I swallow hard. Never thought anything could hurt me in my life the way this has. My heart is pounding, breaking apart. All of my muscles feel tight. I'm shaking and I'm trying so fuckin' hard to be a man and not cry.

“She slit her wrists and hoped I wouldn't notice until it was too late.”

I scrub my hands over my face and sink down in the chair behind me.

Oh, baby. What have you done?

“Will she be okay?' I don't want to go to my grave knowing the woman I love will be anything but okay when I'm gone. I need to know Vidal will take care of her and make sure she won't do anything like this again.

“I don't know, Ghost. I honestly don't know. Will she be okay if I go through with this and kill you? Even though I ought to after what you did? No, I don't think she will be.”

I close my eyes, and for the first time in my life, I pray to whoever is up there to keep my baby safe. To heal her heart and help her move on with her life as best she can. And my god, I want her to have the best life.

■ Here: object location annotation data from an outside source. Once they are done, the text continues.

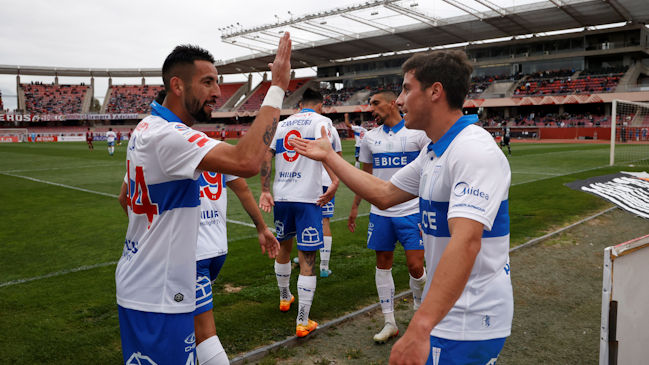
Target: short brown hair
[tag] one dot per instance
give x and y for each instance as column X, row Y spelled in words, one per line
column 450, row 68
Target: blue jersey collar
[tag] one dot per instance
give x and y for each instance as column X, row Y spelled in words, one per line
column 396, row 128
column 440, row 147
column 164, row 113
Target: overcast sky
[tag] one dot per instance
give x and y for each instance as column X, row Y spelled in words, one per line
column 140, row 33
column 124, row 33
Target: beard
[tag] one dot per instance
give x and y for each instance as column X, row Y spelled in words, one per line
column 196, row 109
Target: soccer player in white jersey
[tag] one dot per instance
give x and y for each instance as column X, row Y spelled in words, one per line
column 156, row 275
column 212, row 250
column 329, row 188
column 462, row 179
column 359, row 134
column 384, row 151
column 297, row 205
column 110, row 140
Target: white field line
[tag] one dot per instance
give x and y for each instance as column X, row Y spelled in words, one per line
column 61, row 168
column 81, row 268
column 98, row 193
column 553, row 176
column 90, row 267
column 60, row 185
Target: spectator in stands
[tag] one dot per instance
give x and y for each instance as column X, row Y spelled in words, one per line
column 89, row 138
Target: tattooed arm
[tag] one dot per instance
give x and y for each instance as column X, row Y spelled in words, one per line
column 244, row 159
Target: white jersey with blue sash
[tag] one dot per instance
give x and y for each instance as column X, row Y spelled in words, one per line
column 389, row 150
column 213, row 232
column 157, row 270
column 359, row 134
column 298, row 178
column 465, row 174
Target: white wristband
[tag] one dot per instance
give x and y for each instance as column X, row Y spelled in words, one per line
column 274, row 97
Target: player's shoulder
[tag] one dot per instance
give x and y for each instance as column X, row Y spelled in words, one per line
column 474, row 143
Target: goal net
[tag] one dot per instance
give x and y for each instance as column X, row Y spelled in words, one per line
column 629, row 133
column 13, row 135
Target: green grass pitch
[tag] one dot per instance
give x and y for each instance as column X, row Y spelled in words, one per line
column 61, row 225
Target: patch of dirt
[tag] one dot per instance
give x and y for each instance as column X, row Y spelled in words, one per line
column 557, row 295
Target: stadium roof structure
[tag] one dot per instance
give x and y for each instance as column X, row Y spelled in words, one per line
column 388, row 27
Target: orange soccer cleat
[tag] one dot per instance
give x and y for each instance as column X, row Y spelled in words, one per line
column 302, row 330
column 285, row 305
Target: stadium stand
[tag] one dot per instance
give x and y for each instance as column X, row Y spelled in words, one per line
column 345, row 95
column 54, row 99
column 131, row 98
column 569, row 82
column 253, row 102
column 227, row 90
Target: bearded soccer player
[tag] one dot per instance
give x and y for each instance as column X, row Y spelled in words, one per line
column 297, row 205
column 156, row 275
column 384, row 151
column 462, row 180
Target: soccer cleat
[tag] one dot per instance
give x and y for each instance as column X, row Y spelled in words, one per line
column 324, row 273
column 285, row 305
column 389, row 330
column 302, row 330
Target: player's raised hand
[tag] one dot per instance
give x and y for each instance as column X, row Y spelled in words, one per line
column 281, row 66
column 326, row 197
column 268, row 243
column 315, row 150
column 266, row 202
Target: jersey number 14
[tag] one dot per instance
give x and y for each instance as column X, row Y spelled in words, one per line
column 138, row 198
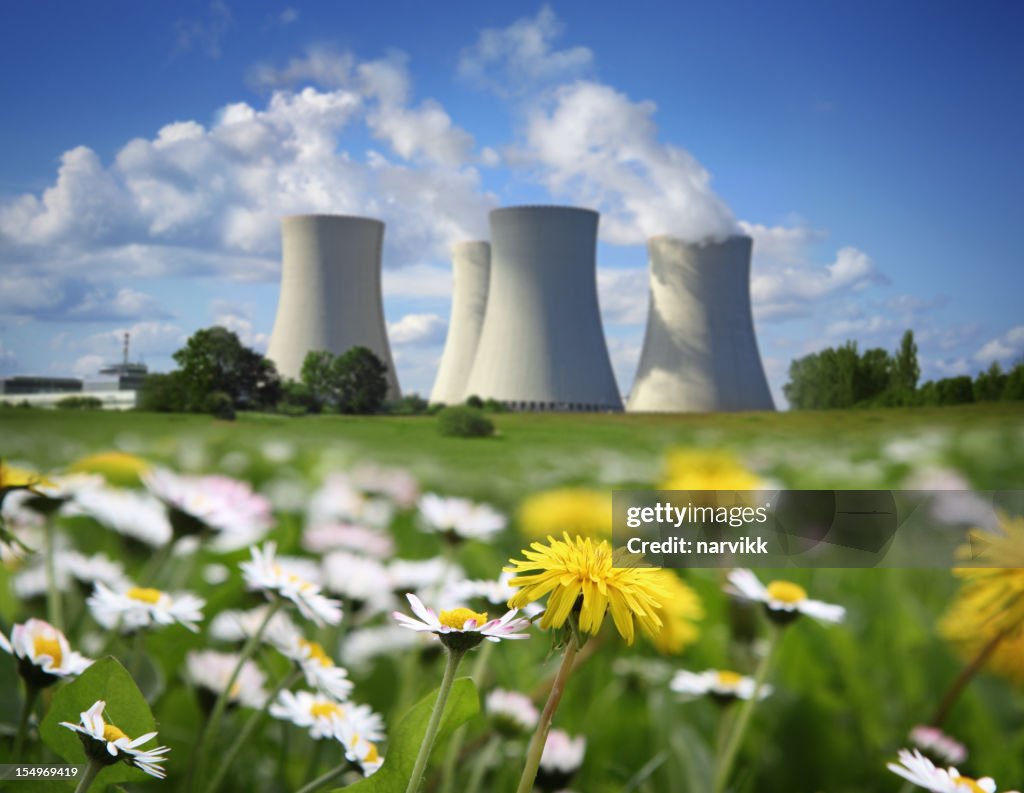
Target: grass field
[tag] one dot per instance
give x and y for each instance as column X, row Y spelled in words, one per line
column 845, row 696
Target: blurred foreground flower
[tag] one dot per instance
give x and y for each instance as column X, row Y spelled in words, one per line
column 916, row 768
column 266, row 574
column 721, row 684
column 707, row 469
column 577, row 510
column 573, row 568
column 105, row 744
column 43, row 654
column 135, row 608
column 783, row 600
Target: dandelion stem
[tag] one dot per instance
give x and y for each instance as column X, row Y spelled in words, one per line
column 544, row 725
column 728, row 756
column 31, row 695
column 210, row 728
column 286, row 682
column 91, row 770
column 53, row 606
column 966, row 675
column 454, row 658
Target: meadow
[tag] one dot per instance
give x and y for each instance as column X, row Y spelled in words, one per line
column 844, row 699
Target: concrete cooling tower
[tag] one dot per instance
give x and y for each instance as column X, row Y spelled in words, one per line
column 542, row 346
column 330, row 292
column 471, row 272
column 699, row 351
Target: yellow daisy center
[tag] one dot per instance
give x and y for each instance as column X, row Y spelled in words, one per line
column 326, row 710
column 315, row 652
column 112, row 734
column 786, row 592
column 45, row 645
column 457, row 618
column 144, row 594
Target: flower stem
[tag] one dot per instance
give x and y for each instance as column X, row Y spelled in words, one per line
column 91, row 770
column 210, row 728
column 53, row 606
column 454, row 658
column 966, row 675
column 544, row 725
column 31, row 695
column 728, row 756
column 286, row 682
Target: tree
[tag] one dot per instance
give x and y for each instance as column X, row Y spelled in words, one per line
column 360, row 378
column 905, row 370
column 214, row 361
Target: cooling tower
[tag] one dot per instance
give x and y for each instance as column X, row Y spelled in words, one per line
column 542, row 346
column 330, row 292
column 471, row 272
column 699, row 350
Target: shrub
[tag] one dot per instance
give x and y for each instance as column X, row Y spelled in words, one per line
column 80, row 403
column 462, row 421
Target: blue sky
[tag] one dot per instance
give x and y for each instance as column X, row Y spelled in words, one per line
column 872, row 150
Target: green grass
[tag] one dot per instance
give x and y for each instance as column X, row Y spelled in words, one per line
column 846, row 696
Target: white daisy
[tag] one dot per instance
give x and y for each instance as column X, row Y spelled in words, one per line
column 320, row 538
column 110, row 744
column 363, row 582
column 783, row 600
column 916, row 768
column 238, row 625
column 318, row 667
column 562, row 753
column 228, row 507
column 210, row 671
column 459, row 518
column 266, row 574
column 720, row 683
column 43, row 653
column 462, row 628
column 131, row 513
column 134, row 608
column 514, row 712
column 937, row 745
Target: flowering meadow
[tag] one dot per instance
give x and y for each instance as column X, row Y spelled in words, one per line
column 342, row 602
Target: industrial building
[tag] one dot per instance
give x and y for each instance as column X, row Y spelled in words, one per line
column 542, row 346
column 700, row 350
column 470, row 273
column 330, row 292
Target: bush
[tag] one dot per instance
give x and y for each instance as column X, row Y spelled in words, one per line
column 80, row 403
column 219, row 405
column 464, row 422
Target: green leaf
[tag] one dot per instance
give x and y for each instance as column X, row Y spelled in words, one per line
column 126, row 708
column 393, row 776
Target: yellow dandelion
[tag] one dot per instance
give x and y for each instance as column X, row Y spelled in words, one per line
column 118, row 468
column 681, row 608
column 578, row 510
column 707, row 469
column 580, row 571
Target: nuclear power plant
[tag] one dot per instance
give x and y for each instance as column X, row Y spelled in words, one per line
column 699, row 351
column 330, row 292
column 542, row 346
column 471, row 274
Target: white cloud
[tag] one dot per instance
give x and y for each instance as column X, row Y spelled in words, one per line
column 1007, row 348
column 514, row 58
column 596, row 147
column 418, row 329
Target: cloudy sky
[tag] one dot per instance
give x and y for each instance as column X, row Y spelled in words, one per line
column 872, row 150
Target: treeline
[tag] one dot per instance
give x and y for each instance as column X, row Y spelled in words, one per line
column 845, row 377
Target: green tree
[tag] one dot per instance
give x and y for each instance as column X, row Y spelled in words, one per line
column 214, row 360
column 905, row 370
column 360, row 378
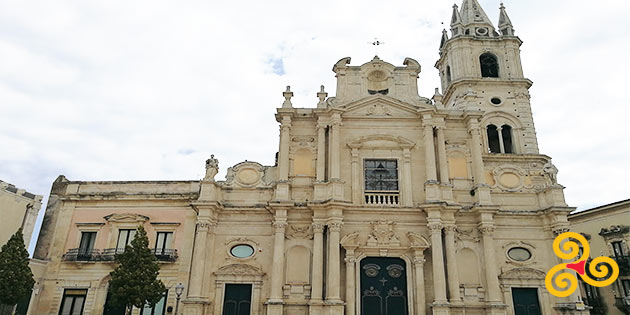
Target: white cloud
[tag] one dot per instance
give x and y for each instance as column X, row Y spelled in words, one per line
column 123, row 90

“You have to help her, Draven.” Yeah, yeah, I know I'm supposed to call him “Mr. Vidal” or “Don” when addressing him, everyone is, it's a respect thing, but I have nothing left to lose. “You have to help her move on from me. Help her...”

“I am helping her. Come with me.”

I nod and follow him to my death. Each brother tips his head as I walk through the clubhouse with my head held high. I'll miss them all, even in death.

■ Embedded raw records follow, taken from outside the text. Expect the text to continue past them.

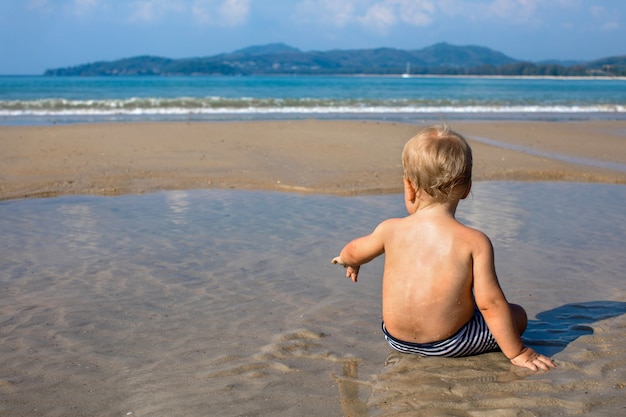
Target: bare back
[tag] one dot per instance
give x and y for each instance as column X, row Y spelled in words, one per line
column 427, row 283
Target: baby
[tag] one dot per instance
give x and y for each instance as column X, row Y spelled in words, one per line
column 440, row 294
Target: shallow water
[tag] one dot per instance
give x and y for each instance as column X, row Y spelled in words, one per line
column 224, row 303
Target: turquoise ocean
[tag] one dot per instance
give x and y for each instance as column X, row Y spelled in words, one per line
column 46, row 100
column 224, row 302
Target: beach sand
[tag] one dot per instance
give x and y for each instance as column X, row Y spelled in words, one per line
column 221, row 302
column 335, row 157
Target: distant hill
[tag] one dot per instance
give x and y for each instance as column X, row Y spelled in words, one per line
column 281, row 59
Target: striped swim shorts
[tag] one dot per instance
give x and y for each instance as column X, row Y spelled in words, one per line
column 473, row 339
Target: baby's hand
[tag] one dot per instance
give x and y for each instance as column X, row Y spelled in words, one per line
column 530, row 359
column 352, row 272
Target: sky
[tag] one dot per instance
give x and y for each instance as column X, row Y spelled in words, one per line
column 36, row 35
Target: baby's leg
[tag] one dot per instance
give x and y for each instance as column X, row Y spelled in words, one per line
column 519, row 317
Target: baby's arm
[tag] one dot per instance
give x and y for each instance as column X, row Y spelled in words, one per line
column 495, row 309
column 361, row 251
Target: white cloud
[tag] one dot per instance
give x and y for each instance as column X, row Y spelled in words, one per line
column 375, row 14
column 81, row 7
column 379, row 16
column 326, row 12
column 153, row 10
column 519, row 10
column 224, row 13
column 235, row 12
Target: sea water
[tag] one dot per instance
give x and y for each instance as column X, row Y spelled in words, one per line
column 223, row 302
column 29, row 99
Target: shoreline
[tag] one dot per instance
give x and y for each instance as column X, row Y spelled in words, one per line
column 308, row 156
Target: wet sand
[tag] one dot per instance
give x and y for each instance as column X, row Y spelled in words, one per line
column 223, row 301
column 332, row 157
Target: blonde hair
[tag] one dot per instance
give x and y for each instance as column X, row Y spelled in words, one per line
column 438, row 161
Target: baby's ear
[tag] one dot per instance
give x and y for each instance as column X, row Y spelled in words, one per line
column 467, row 191
column 409, row 190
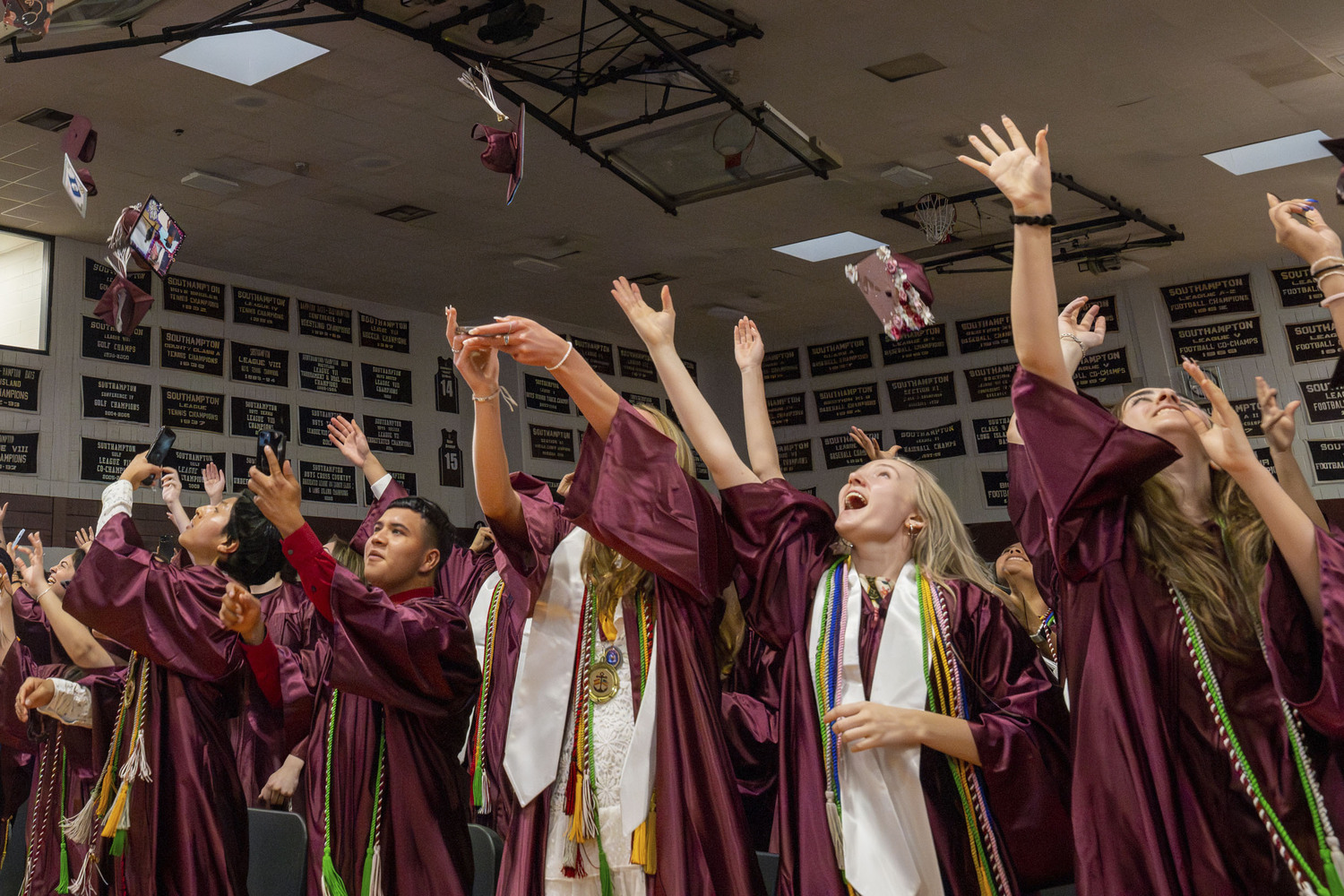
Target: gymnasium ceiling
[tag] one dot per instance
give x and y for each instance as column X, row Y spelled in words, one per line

Prez and Hammer are waiting on their bikes either side of the black SUV, which some tall bodyguard opens the back door of. I climb inside, Vidal follows. I don't know where he's taking me, where my final breathing spot will be, but I say nothing.

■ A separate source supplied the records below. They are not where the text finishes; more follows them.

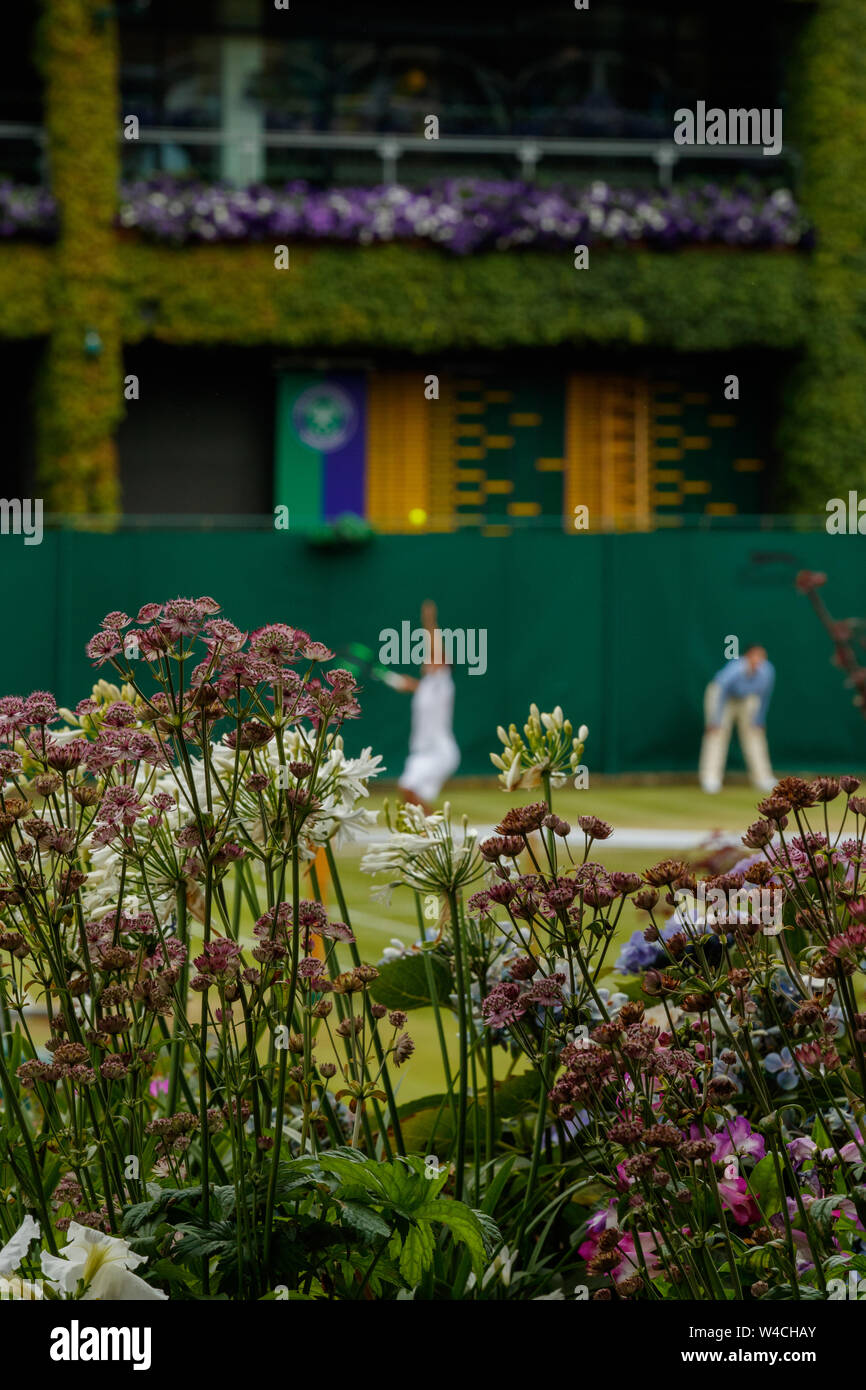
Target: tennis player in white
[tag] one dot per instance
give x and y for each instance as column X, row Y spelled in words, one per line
column 433, row 748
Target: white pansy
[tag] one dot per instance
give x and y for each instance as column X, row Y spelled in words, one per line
column 15, row 1248
column 102, row 1262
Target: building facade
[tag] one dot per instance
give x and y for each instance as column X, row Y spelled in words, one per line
column 173, row 348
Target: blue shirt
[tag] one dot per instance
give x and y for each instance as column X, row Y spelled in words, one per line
column 736, row 680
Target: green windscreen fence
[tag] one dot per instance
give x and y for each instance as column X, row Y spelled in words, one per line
column 623, row 631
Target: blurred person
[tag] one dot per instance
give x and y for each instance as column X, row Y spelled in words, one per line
column 740, row 692
column 433, row 748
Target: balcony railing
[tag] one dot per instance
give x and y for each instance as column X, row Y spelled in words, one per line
column 389, row 149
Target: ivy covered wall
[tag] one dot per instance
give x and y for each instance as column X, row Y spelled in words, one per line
column 419, row 299
column 79, row 391
column 823, row 428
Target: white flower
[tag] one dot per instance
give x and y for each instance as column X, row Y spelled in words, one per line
column 102, row 1262
column 501, row 1265
column 15, row 1248
column 20, row 1290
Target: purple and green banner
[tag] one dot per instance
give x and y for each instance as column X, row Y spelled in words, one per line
column 320, row 445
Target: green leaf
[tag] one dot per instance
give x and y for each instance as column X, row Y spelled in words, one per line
column 402, row 984
column 517, row 1094
column 763, row 1184
column 417, row 1254
column 463, row 1225
column 363, row 1219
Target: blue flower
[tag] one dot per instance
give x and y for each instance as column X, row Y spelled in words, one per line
column 638, row 955
column 783, row 1068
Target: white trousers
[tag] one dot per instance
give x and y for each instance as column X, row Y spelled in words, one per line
column 754, row 741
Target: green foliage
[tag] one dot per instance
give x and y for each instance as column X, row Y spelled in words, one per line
column 420, row 299
column 79, row 396
column 824, row 407
column 403, row 983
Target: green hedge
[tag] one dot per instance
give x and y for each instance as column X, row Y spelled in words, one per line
column 79, row 396
column 419, row 299
column 823, row 427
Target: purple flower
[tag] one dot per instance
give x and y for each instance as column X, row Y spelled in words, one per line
column 736, row 1139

I didn't wanna die with this fear for Avery inside of me. But I'm going to with it buried deep inside of my heart. I'm gonna die not really knowing if she'll ever be okay or not.

I don't want to leave her, I want to hold her close to me and grow old with her the way I promised we would. Fuck, I wanted to make her my wife, start a family with her. My very own family. Something that was really mine.

Yeah, I know it sounds ridiculous coming from a man like me. But I wanted it all. I wanted a wife and a child of my own. I stil

l want that for her. I want her to find somebody who will give her it all, and I don't want her to feel any guilt about it.

“You should think yourself lucky that my brother thinks so much of you. You're lucky that I love my cousin as much as I do my sister.”

I look at him, I don't know if he's rubbing my nose in something or trying to prove something.

“I'm giving you one chance and one chance only to get this right, Ghost. One chance to prove to me that you can take care of Avery the way she deserves. Now, this ain't easy for me, handing my cousin over to a biker, even if you are Italian.” By blood and name only. There ain't nothin' Italian about me.

Wait... “What are you sayin'?”

“That I'm letting you live and I'm letting you be with Avery.”

“And the famiglia will just approve that?”

He smirks. “I am the Don, Ghost. What I say goes. In the end. But let me tell you this. You make one wrong move and I swear there will be no one that will be able to save you.”

I take a shuddering breath. My heart is beating out of my chest. “I won't let you down. I love her. I'm going to marry her and give her the life she deserves. There ain't no one alive who will hurt her, because I will fuckin' murder them in the worst way. She is everything to me. Everything.”

“Then go to her. And you make her happy, Ghost.”

It's only now I notice through the tinted windows that we've pulled up outside the hospital.

“Second floor. Room fifteen.”

I don't wait for another word, don't even acknowledge Shepard and Hammer, I'm out of that car and racing toward the room where Avery is so fast, I haven't given a second thought to that fact Vidal just gave me back my life.

I swing the door to her room open, breathing heavily for a moment. She's lying in bed, eyes closed, blanket pulled up to her chest, arms outside of it, wrists wrapped in white gauze, IV in her left hand, Maria by her side. And it's only now when I glance at her do I see the resemblance. I see Hammer in her features.